I’m using this tokenizer now to work with protein data, but I’m not sure if it’s the best:

defaults.text_pre_rules = []
defaults.text_post_rules = []

class LetterTokenizer(BaseTokenizer):
    "Character level tokenizer function."
    def __init__(self, lang): pass
    def tokenizer(self, t:str) -> List[str]:
        out = [BOS]
        i = 0
        while i < len(t):
            out.append(t[i])
            i += 1
        return out
            
    def add_special_cases(self, toks:Collection[str]): pass

char_tokenize_processor = TokenizeProcessor(tokenizer=Tokenizer(tok_func=LetterTokenizer), include_bos=False)

data_lm = (TextList
              .from_csv(path='../',csv_name='100k.csv', 
                           processor=[OpenFileProcessor(), char_tokenize_processor, NumericalizeProcessor()])
              .split_by_rand_pct(0.01)
              .label_for_lm()
              .databunch(bs=256,bptt=128))
idx text
0 I I S T V xxbos M E R L K K E E E E K L K E V E A E E E E E E E E E E E E E E E E I P L Q R N V R R T G E G E S S G T A E E E K L E K M V S
1 F D E K L I I Y G R D V Y L K D G R L I F E S I A D A D H I R S S I V N D G T K Q P I L E E L K G F T S S K S A F M T A T K E L S E A A V F
2 S D A E A K L K N G V H C L E V xxbos M L D G R R S K E N W G V K H N P T T D A I F I L A E T G T C M I H I A C H F D G E K L K L Q L T K V
3 E R T G R P L G A D N F I A W L E N V L G R M L H K Q K S A I S F G V A G A A C R G R xxbos M G P G S R V H T V Q T L V V G G G V V G L S A
4 P K V K R P E A G V T G R E M L L W D F K D M N Q E G L E N I W A A L D D V V M G G V S L S N I K L A E H G A T F S G E T S S R N S G G F C

Right now I don’t have any padding in my input.

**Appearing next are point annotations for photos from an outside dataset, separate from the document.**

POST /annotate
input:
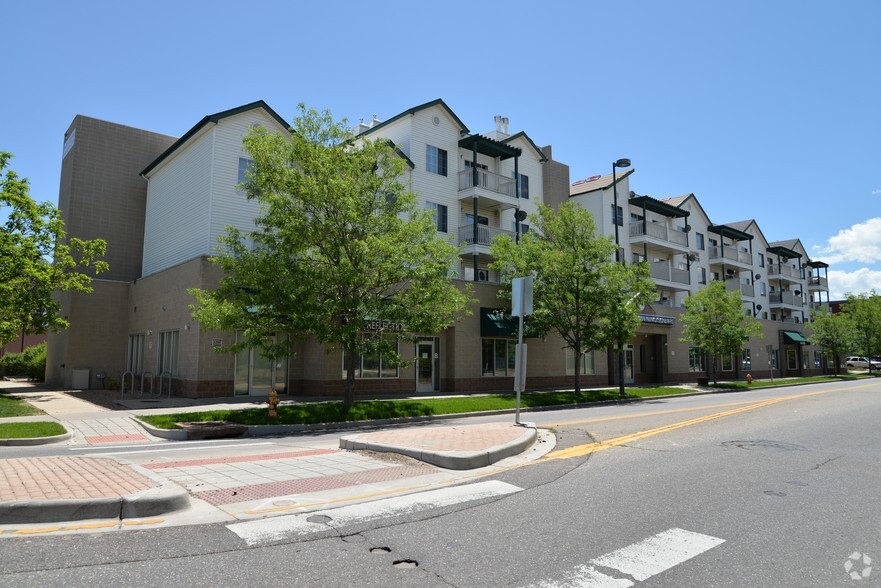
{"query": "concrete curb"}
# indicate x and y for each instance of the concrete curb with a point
(36, 440)
(165, 498)
(451, 460)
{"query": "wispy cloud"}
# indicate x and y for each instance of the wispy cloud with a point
(860, 243)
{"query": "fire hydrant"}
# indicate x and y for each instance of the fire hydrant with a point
(273, 401)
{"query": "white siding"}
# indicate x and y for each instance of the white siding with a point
(230, 206)
(178, 195)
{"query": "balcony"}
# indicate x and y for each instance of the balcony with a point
(485, 236)
(785, 299)
(730, 256)
(670, 278)
(493, 191)
(658, 236)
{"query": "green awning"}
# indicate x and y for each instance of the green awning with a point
(794, 338)
(495, 322)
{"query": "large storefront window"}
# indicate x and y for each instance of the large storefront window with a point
(375, 365)
(498, 357)
(696, 362)
(587, 366)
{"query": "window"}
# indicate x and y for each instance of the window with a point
(375, 365)
(440, 215)
(617, 215)
(728, 362)
(524, 185)
(245, 166)
(696, 362)
(135, 355)
(435, 160)
(498, 356)
(586, 362)
(167, 360)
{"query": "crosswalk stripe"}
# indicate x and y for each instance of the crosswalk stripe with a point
(277, 528)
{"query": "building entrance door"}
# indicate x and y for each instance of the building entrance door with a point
(425, 365)
(628, 364)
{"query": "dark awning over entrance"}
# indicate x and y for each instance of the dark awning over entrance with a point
(497, 323)
(794, 338)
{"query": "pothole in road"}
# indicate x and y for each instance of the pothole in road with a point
(765, 444)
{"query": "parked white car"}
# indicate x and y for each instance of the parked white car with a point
(862, 362)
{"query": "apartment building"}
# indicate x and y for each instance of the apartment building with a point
(162, 202)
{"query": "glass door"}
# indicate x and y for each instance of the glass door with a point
(425, 366)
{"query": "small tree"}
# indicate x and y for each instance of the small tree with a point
(339, 245)
(834, 332)
(576, 280)
(714, 322)
(37, 259)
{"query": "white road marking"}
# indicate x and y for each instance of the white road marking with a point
(164, 449)
(274, 529)
(640, 561)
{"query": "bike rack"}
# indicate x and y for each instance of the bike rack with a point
(131, 388)
(144, 375)
(161, 379)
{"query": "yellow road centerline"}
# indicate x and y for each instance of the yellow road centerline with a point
(581, 450)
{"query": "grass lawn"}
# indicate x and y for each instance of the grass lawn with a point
(30, 430)
(336, 412)
(10, 406)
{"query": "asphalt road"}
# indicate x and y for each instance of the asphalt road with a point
(763, 488)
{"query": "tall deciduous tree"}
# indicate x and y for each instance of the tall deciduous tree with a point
(864, 312)
(714, 322)
(579, 291)
(834, 332)
(340, 250)
(37, 259)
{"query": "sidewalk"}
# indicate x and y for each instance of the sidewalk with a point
(235, 480)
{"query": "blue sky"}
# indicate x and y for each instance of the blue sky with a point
(763, 109)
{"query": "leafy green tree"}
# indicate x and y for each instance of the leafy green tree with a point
(37, 259)
(576, 278)
(339, 245)
(714, 322)
(834, 332)
(864, 312)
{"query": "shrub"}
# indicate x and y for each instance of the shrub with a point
(30, 363)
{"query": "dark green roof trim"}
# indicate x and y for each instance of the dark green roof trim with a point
(416, 109)
(401, 154)
(794, 338)
(541, 155)
(214, 118)
(489, 147)
(727, 231)
(655, 205)
(784, 252)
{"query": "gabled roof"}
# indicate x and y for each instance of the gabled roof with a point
(414, 110)
(213, 119)
(540, 153)
(595, 183)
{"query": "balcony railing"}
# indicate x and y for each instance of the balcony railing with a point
(658, 231)
(488, 181)
(731, 254)
(485, 234)
(785, 271)
(662, 271)
(785, 298)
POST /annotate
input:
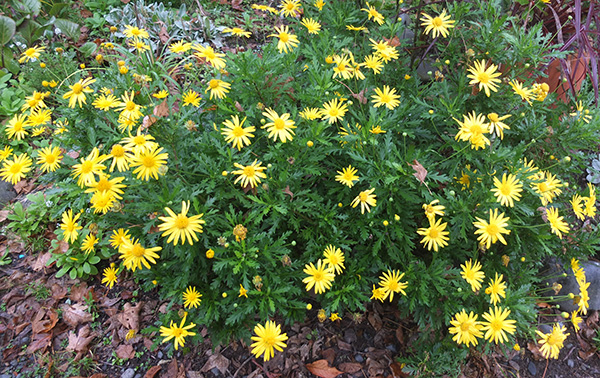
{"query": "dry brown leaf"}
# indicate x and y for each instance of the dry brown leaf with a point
(152, 372)
(39, 342)
(218, 361)
(41, 261)
(41, 325)
(350, 367)
(397, 372)
(420, 171)
(125, 351)
(76, 314)
(375, 320)
(130, 317)
(161, 110)
(79, 343)
(322, 369)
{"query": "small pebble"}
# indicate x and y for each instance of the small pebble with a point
(531, 368)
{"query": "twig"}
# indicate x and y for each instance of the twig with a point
(241, 366)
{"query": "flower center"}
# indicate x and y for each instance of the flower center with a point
(77, 88)
(15, 168)
(237, 131)
(139, 140)
(103, 185)
(434, 233)
(182, 222)
(483, 77)
(279, 124)
(138, 250)
(149, 162)
(86, 167)
(492, 229)
(117, 151)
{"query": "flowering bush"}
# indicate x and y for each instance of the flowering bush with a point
(341, 152)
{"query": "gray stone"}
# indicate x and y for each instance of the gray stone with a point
(570, 284)
(7, 193)
(531, 368)
(129, 373)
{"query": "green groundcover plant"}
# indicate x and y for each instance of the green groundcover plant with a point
(359, 155)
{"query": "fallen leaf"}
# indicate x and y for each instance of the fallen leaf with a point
(152, 372)
(79, 343)
(39, 342)
(420, 171)
(125, 351)
(397, 372)
(218, 361)
(41, 261)
(350, 367)
(41, 325)
(76, 314)
(130, 317)
(322, 369)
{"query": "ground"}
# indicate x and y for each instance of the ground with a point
(53, 327)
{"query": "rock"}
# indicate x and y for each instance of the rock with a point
(570, 285)
(129, 373)
(7, 193)
(531, 368)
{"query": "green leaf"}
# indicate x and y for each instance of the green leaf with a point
(31, 7)
(7, 29)
(88, 48)
(69, 28)
(62, 271)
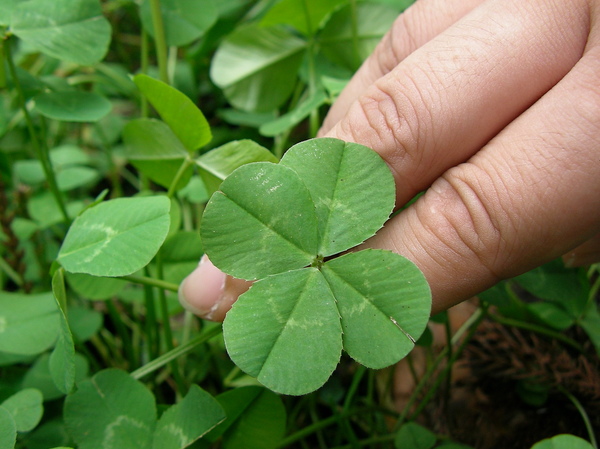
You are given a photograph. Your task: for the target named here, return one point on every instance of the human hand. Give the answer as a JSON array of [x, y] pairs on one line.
[[493, 107]]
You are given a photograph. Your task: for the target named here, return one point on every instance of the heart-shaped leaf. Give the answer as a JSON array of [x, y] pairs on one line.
[[117, 237], [270, 222]]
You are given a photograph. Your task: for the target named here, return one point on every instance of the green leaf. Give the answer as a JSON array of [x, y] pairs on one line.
[[111, 410], [414, 436], [8, 430], [351, 186], [266, 212], [222, 161], [305, 16], [117, 237], [564, 441], [348, 46], [185, 422], [256, 419], [39, 377], [287, 320], [29, 324], [71, 30], [72, 106], [177, 110], [93, 287], [184, 21], [26, 408], [384, 301], [257, 67], [62, 359], [151, 139], [295, 116]]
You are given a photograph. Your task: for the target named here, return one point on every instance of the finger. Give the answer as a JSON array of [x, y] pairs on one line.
[[418, 24], [210, 293], [530, 195], [447, 99]]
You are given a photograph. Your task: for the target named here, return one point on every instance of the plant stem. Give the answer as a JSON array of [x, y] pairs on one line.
[[40, 148], [151, 282], [583, 413], [174, 353], [538, 329], [160, 40]]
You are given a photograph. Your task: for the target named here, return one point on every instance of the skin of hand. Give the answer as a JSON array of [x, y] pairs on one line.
[[491, 107]]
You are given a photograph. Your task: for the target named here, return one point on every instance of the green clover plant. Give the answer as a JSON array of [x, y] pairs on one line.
[[281, 224]]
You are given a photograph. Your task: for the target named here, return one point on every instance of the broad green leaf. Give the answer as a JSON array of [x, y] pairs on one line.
[[93, 287], [261, 222], [291, 322], [184, 21], [29, 324], [305, 16], [26, 408], [222, 161], [111, 410], [351, 186], [414, 436], [39, 377], [117, 237], [564, 441], [72, 106], [384, 301], [295, 116], [183, 117], [348, 41], [8, 429], [185, 422], [256, 419], [150, 139], [62, 359], [256, 67], [70, 30]]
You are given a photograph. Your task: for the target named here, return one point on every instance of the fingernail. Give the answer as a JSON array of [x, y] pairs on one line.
[[201, 292]]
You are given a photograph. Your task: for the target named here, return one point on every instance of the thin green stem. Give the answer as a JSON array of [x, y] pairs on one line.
[[12, 274], [187, 162], [174, 353], [538, 329], [160, 40], [584, 415], [151, 282], [39, 147]]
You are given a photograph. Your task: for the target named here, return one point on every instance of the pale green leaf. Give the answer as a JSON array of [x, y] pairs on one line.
[[183, 117], [117, 237], [185, 422], [62, 359], [291, 323], [222, 161], [564, 441], [26, 408], [111, 410], [29, 324], [351, 186], [184, 20], [261, 222], [256, 67], [8, 429], [71, 30], [384, 301], [72, 106]]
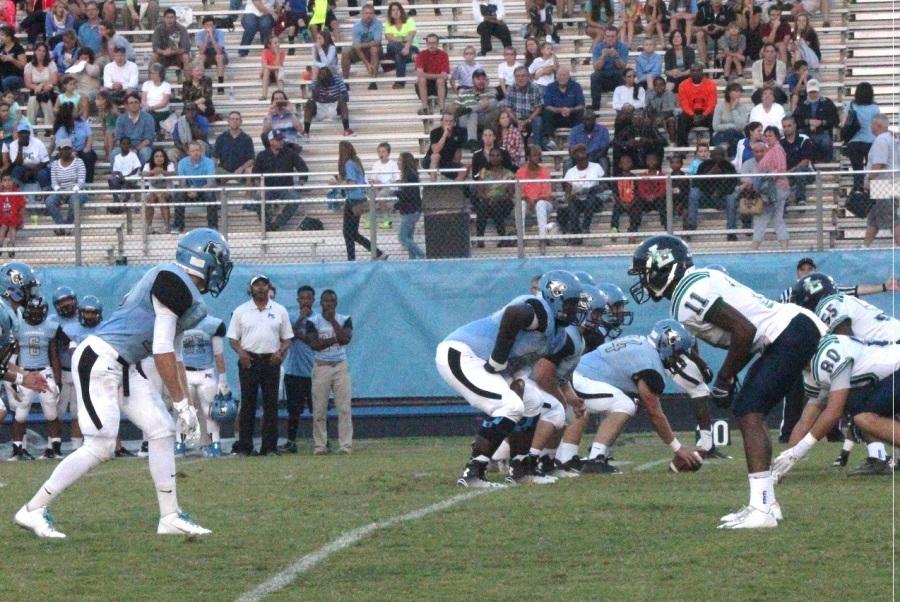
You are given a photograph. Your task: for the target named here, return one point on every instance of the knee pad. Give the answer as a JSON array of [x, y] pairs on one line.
[[101, 448]]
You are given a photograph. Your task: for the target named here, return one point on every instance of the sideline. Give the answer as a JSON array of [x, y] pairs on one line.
[[308, 562]]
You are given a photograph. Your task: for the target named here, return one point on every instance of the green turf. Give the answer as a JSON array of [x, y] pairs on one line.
[[645, 535]]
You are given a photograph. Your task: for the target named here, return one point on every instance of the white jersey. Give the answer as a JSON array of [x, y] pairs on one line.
[[867, 321], [843, 362], [702, 290]]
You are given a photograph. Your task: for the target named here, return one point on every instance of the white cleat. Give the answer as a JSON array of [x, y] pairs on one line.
[[39, 522], [180, 523], [752, 518]]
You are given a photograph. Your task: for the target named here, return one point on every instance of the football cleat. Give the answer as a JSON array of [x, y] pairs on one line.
[[38, 521], [179, 523], [871, 467]]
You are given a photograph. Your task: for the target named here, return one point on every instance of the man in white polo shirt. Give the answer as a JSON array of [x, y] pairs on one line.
[[260, 333], [330, 333]]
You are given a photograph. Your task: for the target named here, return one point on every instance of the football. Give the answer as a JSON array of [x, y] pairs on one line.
[[679, 465]]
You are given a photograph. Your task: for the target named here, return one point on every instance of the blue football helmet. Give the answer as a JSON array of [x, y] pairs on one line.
[[204, 253], [65, 293], [562, 290], [18, 281], [223, 408], [671, 340], [615, 315], [91, 304]]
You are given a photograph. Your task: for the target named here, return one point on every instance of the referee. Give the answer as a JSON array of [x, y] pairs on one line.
[[260, 333]]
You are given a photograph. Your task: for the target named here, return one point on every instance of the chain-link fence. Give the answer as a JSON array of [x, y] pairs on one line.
[[316, 221]]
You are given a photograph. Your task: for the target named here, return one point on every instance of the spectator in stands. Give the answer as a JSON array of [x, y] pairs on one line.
[[798, 150], [730, 118], [210, 43], [283, 117], [137, 126], [697, 97], [279, 158], [233, 148], [258, 17], [494, 196], [716, 193], [120, 76], [609, 57], [536, 196], [526, 100], [592, 135], [767, 112], [744, 149], [774, 189], [476, 107], [648, 65], [72, 127], [563, 105], [883, 154], [817, 117], [409, 205], [543, 68], [446, 141], [768, 74], [509, 136], [400, 32], [660, 106], [629, 93], [713, 18], [366, 35], [678, 59], [12, 61], [12, 212], [489, 15], [195, 170], [584, 192], [864, 108], [432, 73], [156, 95], [154, 173], [27, 157], [67, 181], [328, 100], [272, 60], [198, 88]]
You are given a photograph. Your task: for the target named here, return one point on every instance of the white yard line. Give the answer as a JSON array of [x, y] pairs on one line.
[[311, 560]]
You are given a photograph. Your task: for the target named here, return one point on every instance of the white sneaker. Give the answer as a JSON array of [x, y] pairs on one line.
[[179, 523], [752, 518], [38, 521]]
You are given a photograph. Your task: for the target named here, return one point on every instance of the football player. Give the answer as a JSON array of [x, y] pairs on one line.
[[478, 360], [150, 321], [204, 361], [728, 315], [35, 338], [847, 374]]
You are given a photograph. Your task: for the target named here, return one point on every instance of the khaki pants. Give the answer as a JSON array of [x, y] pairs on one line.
[[334, 379]]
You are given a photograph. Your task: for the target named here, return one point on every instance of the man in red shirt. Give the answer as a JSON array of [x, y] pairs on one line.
[[697, 97], [432, 70]]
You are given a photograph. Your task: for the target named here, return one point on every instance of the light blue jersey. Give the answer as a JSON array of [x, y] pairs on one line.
[[130, 328], [529, 346], [197, 352], [618, 362], [34, 345]]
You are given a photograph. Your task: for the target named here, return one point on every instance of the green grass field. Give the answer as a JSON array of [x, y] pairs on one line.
[[643, 535]]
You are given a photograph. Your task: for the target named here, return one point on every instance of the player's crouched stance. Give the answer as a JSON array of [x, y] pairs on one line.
[[478, 361], [151, 320]]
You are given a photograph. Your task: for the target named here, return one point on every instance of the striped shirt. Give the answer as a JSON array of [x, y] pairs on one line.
[[67, 177]]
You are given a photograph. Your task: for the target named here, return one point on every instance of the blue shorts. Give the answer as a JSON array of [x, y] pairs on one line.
[[771, 376], [881, 399]]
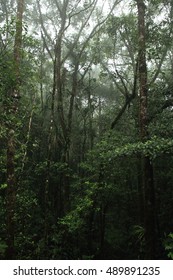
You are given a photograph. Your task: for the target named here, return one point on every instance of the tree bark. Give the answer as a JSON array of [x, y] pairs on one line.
[[147, 168], [14, 96]]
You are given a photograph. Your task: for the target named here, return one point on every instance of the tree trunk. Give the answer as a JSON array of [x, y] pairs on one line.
[[147, 168], [12, 111]]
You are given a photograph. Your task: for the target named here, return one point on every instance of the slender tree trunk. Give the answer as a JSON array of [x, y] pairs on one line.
[[147, 168], [12, 111]]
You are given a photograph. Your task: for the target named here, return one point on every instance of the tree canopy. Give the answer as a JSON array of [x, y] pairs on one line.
[[86, 123]]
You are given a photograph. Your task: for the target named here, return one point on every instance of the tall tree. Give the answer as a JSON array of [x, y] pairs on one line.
[[13, 96], [147, 168]]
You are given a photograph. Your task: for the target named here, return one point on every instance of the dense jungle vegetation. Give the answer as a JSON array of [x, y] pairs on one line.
[[86, 129]]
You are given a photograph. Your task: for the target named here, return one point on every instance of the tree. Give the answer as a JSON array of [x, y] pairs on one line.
[[13, 99]]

I used pretty much standard stuff. I added xxbos and xxeos tokens but no special padding.
My tokenizer looks like this. Pretty simple compared to my previous version…

My problem was the sampling. Fastai keeps adding tokens until the max_size.

Ah
Beware when sampling! If you just use the predict method you might get horrible results. That’s because it wont stop adding tokens until the sentence reaches a predefined size. Try to modify it to include a stop token.

Hi @cdparks
Did you manage to improve your results?